Pusha T, and not Nas, on Kelis’s “Popular Thug”

After 18 long years, Kelis’s 2001 album, Wanderland, is finally available to stream in the U.S.; she’s just as surprised as you are. It was her second studio album, and in the time since its release, one of Wanderland’s best songs has become radioactive. In April 2018, in an interview with Hollywood Unlocked, Kelis recounted her ex-husband’s physical and mental abuse. So, the 2003 Clones version of Kelis’s “Popular Thug,” on which Nas raps about being “a sex crazed bastard,” is a little uneasy on the ear. This is fine, since the Japan version of the song featuring Pusha T was always better anyway. He, of course, raps about the past drug-trafficking life that’s never actually been that far behind him. “Never have to say ‘please gimme borrow’ / long as I got yay and two semi-autos.”  
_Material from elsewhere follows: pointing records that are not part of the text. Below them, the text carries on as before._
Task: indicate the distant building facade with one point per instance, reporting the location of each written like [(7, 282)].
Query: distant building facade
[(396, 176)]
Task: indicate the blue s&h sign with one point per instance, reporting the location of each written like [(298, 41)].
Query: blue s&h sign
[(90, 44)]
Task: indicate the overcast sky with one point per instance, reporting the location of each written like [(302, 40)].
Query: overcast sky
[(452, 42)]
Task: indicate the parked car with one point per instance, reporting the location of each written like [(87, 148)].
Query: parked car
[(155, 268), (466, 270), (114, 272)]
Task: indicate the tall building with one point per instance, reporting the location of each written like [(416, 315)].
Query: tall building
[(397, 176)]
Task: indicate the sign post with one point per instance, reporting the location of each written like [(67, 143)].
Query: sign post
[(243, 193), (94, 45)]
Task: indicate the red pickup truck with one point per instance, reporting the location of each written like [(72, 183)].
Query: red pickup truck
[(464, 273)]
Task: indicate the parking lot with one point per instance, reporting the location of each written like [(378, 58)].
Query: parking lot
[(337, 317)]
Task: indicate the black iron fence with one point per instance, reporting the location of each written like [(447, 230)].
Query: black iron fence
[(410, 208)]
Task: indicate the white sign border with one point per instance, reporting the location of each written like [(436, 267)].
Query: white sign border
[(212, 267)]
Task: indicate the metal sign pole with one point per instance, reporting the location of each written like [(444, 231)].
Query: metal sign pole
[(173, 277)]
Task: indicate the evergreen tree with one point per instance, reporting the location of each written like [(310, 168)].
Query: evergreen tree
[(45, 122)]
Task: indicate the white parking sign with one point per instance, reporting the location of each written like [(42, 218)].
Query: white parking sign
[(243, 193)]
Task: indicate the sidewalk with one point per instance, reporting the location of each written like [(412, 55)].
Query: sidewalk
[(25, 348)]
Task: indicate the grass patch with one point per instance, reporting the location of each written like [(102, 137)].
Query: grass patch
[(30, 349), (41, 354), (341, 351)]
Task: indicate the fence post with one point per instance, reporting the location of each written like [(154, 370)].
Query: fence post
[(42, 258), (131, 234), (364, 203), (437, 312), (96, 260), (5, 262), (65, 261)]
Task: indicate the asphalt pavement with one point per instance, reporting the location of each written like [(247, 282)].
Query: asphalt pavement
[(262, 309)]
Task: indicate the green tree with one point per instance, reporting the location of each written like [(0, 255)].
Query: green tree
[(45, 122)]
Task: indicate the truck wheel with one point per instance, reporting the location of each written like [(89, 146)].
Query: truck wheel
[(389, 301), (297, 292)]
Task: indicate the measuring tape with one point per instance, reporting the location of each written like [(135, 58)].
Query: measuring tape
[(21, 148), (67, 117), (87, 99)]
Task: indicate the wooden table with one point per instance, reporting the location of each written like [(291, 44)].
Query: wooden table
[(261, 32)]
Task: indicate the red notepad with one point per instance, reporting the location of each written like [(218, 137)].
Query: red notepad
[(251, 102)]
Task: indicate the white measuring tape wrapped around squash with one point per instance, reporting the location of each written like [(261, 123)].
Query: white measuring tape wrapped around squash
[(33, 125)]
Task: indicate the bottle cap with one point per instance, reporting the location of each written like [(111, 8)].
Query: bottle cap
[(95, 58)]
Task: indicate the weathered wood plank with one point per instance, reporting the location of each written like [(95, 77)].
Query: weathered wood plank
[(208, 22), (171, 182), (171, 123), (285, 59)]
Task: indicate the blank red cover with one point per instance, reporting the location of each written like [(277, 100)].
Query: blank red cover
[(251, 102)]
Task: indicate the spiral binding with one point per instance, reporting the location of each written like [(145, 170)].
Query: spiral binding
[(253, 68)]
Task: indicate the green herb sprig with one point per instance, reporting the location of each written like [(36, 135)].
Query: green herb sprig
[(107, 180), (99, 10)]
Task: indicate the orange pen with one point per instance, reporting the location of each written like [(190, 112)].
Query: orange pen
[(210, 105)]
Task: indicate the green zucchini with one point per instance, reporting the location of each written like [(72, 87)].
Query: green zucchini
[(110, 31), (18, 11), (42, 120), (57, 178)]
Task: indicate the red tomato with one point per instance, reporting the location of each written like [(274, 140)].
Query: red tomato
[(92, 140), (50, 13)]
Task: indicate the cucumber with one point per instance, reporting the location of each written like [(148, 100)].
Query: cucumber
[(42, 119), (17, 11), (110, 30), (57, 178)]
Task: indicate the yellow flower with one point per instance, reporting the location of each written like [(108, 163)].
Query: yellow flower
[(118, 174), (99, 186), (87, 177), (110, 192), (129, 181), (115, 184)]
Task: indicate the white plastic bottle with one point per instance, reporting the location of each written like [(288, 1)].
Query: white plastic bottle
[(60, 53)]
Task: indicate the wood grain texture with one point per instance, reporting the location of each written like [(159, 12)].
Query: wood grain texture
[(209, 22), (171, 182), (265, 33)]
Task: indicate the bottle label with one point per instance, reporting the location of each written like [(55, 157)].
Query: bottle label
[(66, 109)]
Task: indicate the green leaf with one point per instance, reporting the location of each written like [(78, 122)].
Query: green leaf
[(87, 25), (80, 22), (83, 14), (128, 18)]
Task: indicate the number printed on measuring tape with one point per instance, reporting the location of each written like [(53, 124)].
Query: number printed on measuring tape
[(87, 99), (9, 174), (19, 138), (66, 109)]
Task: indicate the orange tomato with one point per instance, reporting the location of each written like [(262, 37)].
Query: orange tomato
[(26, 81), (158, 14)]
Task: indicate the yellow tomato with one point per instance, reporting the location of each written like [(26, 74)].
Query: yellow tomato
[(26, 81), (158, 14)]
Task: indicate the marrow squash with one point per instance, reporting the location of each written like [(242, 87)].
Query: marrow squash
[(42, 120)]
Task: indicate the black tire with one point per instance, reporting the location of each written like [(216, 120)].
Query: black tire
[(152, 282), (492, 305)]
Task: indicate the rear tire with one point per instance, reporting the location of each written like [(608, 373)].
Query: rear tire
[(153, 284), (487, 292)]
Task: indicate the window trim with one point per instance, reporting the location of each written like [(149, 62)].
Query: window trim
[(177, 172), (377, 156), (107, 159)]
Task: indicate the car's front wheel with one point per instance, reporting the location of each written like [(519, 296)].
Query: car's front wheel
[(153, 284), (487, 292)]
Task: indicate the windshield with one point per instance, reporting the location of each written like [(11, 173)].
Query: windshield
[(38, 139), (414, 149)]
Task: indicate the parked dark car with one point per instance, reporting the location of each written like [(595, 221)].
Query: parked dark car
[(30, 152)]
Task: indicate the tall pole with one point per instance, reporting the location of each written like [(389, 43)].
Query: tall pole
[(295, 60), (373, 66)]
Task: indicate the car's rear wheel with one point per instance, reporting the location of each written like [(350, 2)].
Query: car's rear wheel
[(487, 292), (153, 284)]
Future’s Cough on “Love Thy Enemies”

When Future shared the artwork for SAVE ME to Instagram, the location was listed, hilariously, as “Oh Fuck, I Have Made A Huge Mistake.” He spends much of the EP halfway between wanting to be saved and being gleefully unredeemable—which is to say that it’s a Future project. “Love Thy Enemies” is the bleeding heart coda; once again he performs open-heart surgery on himself and comes close to feeling something like remorse. He wonders how he’s going to explain all of his bullshit to his children, then coughs and continues thinking aloud. It’s tempting to think about “Love Thy Enemies” as being so exacting to record that Future refused to do another take.  

Related

BONUS: Skepta’s Colors Performance of “No Sleep”

Notice the way Skepta clasps his index finger and thumb as he banks around this line: “Saw me on the front cover of the magazine and she said it’s perfectly fine / now she got the bees and the birds on her mind.” It’s the literal picture of “precision.”